Hoje, dia do décimo aniversário da tragédia de Fukushima, cidade que foi vítima de um terremoto, de um tsunami e de um acidente nuclear, é uma boa oportunidade para homenagear os quase 20 mil mortos (pelo terremoto e pelo tsunami), assim como os mais de cem mil habitantes que tiveram de ser retirados de casa (em parte por causa da radiação).
Sabe-se que a resposta japonesa foi de uma eficiência muito superior à soviética quando em 1986 aconteceu o desastre nuclear em Chernobyl, que a reparação da central de Fukushima é feita sob os mais elevados padrões científicos e que pouco a pouco não só as famílias regressam às suas casas como os agricultores e pescadores da região conseguem vender de novo os produtos. Os dirigentes da AIEA, a agência das Nações Unidas que controla a atividade nuclear, têm visitado Fukushima e não hesitam em dizer que tomaram as refeições sem receio.

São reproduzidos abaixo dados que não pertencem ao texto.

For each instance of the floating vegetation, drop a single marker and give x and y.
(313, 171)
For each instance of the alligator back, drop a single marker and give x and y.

A efeméride serve também para notar que o Japão, que tanto abomina o uso militar do nuclear, não abdicou das vantagens da energia criada por esta técnica. Isso tem que ver com as vantagens que traz para a sua economia, tornando-a menos dependente do petróleo. A França, líder do nuclear na União Europeia, seguiu a mesma estratégia e raros foram os países, como a Alemanha, que após Fukushima se decidiram por uma redução da dependência da energia gerada pelas centrais nucleares.
Menos grave do que Chernobyl, mas mesmo assim assustador, dada a lenta recuperação da zona atingida, o acidente de Fukushima tem alimentado o movimento contra a energia nuclear, até entre os japoneses, mas o debate está longe de fechado. Na luta contra o aquecimento global, os defensores da opção nuclear como um mal menor ganham visibilidade.
Mas no final de contas, e olhando para as dificuldades que mesmo uma superpotência tecnológica tem em contrariar a radiação na central de Fukushima, vale mesmo a pena o risco? As energias renováveis não terão de ser a aposta da humanidade? Estaremos dispostos a pensar menos na economia e mais no planeta? Vale a pena seguir o debate sobre estes temas, sobretudo o que é feito nesse Japão que conhece o horror nuclear como nenhum outro país.